Students of India loses founder, mentor

In Indian culture, a guru is something akin to a teacher, a leader or a mentor.

The Students of India Association has lost its guru.

A.N.V. Rao has been all of those things and more to countless students at USF as faculty adviser to SIA since forming the club in 1986. The math professor’s passing last week at age 70 left a seemingly irreplaceable void for the club.

Rao organized programs through SIA that help Indians who come to USF with things like finding accommodations and bringing them free groceries until they can get settled.

“When you come from India it’s a totally new country for you and you don’t know anyone,” SIA Special Events Director Darshan Divakaran said. “What he wanted to do was really make sure that the students, when they come here, they don’t get any cultural shock.”

SIA has grown from just three members when Rao started it to being one of USF’s largest student organizations, with around 500 students.

Divakaran described Rao as a “pillar” for SIA and its members.

“When people have problems, anyone could go to him and say, ‘You know, I’m having this problem,’ and he’d help you out.” Divakaran said. “He’d make sure that problem didn’t exist.”

He said Rao was always there for SIA and its members, no matter what arose – such as when a member died while swimming at an off-campus apartment complex several years ago.

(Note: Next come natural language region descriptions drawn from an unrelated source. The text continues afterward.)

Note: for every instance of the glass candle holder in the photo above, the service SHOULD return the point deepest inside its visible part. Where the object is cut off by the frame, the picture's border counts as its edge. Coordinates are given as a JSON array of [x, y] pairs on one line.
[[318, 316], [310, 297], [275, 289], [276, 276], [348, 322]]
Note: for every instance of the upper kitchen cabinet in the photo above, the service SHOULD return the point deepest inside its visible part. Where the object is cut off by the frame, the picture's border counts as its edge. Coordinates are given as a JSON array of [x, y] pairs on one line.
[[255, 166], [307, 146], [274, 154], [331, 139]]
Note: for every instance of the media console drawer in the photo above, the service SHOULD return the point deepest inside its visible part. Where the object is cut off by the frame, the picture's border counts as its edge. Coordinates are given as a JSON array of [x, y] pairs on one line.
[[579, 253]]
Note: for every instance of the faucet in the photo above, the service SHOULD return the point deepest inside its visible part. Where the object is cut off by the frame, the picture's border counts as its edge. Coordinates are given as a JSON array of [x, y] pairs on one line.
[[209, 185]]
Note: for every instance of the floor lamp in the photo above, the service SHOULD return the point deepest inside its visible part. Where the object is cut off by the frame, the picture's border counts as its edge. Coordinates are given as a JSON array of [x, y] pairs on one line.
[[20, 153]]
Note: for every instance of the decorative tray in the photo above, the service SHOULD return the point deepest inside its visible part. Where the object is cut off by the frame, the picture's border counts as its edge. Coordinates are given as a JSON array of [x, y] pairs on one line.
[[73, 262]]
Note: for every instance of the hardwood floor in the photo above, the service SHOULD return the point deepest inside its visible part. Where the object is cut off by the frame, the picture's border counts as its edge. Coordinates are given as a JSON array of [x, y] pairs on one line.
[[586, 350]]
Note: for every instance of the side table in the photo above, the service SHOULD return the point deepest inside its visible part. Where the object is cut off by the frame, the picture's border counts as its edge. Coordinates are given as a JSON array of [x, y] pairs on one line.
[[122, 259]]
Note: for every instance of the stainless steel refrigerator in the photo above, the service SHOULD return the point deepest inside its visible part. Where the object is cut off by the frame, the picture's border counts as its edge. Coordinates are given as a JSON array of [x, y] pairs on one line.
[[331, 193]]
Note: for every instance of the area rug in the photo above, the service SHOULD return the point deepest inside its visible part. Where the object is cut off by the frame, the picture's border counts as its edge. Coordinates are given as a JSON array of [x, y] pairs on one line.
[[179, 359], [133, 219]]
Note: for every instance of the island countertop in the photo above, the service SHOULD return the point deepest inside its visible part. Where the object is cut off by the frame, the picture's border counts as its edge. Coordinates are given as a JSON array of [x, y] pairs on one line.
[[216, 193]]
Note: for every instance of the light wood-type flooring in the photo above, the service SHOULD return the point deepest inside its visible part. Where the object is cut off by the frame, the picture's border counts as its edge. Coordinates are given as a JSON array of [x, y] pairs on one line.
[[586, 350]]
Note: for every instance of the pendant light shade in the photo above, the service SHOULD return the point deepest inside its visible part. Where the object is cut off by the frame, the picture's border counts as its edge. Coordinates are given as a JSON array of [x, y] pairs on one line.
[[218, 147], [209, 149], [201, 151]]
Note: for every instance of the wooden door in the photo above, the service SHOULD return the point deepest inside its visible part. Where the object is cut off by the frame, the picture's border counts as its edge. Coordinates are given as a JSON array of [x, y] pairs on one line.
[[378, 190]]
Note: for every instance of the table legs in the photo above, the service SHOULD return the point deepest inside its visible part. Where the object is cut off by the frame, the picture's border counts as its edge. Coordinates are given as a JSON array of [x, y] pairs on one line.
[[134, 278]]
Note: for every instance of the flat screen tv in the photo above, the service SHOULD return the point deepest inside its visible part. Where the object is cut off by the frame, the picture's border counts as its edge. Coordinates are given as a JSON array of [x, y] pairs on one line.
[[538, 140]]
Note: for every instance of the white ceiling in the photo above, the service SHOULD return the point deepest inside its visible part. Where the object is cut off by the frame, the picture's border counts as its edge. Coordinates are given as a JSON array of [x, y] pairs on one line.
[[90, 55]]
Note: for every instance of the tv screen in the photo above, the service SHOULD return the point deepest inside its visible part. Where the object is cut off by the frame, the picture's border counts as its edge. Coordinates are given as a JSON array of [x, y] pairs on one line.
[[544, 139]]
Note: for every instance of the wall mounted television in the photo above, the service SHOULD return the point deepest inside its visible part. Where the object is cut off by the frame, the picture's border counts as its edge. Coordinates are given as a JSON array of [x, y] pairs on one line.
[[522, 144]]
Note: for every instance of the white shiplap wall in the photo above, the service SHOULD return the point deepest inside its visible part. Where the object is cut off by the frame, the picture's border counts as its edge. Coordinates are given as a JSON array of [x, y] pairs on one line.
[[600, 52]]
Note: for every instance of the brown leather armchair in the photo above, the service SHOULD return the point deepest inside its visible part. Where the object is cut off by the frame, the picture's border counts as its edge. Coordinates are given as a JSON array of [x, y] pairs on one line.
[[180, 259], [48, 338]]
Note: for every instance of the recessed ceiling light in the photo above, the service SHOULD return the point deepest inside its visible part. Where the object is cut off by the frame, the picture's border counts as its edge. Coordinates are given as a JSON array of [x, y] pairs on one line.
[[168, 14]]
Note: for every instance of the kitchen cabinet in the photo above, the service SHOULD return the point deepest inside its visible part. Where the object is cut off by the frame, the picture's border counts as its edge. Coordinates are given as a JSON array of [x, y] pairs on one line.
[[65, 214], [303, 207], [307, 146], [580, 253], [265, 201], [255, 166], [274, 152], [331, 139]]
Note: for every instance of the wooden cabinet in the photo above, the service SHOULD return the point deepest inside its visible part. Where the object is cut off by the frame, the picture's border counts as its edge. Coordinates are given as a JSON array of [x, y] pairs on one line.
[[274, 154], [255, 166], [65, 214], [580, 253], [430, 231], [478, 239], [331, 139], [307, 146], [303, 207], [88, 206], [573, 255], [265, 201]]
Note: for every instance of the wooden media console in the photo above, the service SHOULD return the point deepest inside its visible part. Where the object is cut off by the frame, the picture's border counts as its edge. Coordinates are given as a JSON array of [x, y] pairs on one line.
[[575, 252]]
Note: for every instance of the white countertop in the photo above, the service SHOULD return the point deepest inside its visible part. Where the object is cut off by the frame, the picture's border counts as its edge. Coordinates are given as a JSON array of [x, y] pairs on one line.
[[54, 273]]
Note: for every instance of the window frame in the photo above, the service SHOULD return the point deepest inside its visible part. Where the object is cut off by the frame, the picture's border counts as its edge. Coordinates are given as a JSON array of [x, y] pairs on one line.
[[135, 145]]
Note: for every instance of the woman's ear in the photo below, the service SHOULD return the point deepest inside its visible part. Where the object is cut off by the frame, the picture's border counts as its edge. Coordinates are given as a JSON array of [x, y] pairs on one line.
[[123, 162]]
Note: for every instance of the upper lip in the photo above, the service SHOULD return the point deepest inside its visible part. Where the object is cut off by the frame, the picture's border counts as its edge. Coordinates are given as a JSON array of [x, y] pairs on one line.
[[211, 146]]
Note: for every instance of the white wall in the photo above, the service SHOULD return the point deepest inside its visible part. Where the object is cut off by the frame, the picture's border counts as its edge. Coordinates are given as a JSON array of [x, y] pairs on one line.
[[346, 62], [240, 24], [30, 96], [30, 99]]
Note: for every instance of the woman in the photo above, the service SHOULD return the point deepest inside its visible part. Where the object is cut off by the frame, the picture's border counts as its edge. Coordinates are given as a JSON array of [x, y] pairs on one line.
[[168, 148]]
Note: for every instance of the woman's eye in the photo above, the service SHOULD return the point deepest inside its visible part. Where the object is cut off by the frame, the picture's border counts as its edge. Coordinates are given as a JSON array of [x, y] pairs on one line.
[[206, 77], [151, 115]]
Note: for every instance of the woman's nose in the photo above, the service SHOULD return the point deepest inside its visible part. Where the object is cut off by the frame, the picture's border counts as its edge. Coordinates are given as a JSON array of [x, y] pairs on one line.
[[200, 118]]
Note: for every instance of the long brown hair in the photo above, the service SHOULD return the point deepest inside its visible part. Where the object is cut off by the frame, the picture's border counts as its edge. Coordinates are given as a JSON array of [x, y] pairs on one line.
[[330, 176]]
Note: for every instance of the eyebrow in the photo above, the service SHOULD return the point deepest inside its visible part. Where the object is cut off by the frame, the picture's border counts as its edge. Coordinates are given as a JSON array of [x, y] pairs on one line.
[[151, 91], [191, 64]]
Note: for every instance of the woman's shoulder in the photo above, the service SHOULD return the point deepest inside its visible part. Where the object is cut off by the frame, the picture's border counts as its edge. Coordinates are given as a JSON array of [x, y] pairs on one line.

Divakaran said Rao comforted the students, told them not to worry, covered many of the costs involved with the incident and even handled sending the remains to India.

“He was there throughout it,” he said. “For SIA it was a new thing. We don’t know what to do when a person dies – how to send him back home.”

Rao’s colleagues in the math department had only kind words to describe him.

“Dr. Rao was a kind and selfless man whose immediate question on hearing of any difficulty was, ‘How can I help?'” Mathematics and Statistics Department Chair Marcus McWaters said.

Along with his contributions to USF, Rao also started the Urban Scholars Outreach Program (USOP), which is geared toward academically helping disadvantaged minority youths.

“USOP was designed to help students in grades K-12 develop the math, reading and writing skills that would carry them into college and beyond,” McWaters said. “It targeted African-American and Hispanic students in urban communities, and is a free educational supplement available to all.”

As proof of his impact on the community, Divakaran estimated that 500 people of all ethnic backgrounds attended Rao’s recent memorial service.

The USF Foundation is in the early stages of making a scholarship in Rao’s name and has starting collecting donations.

“It’s not really just for Indians, but for anyone who is deserving – good in their studies, but they can’t keep up with the money,” he said.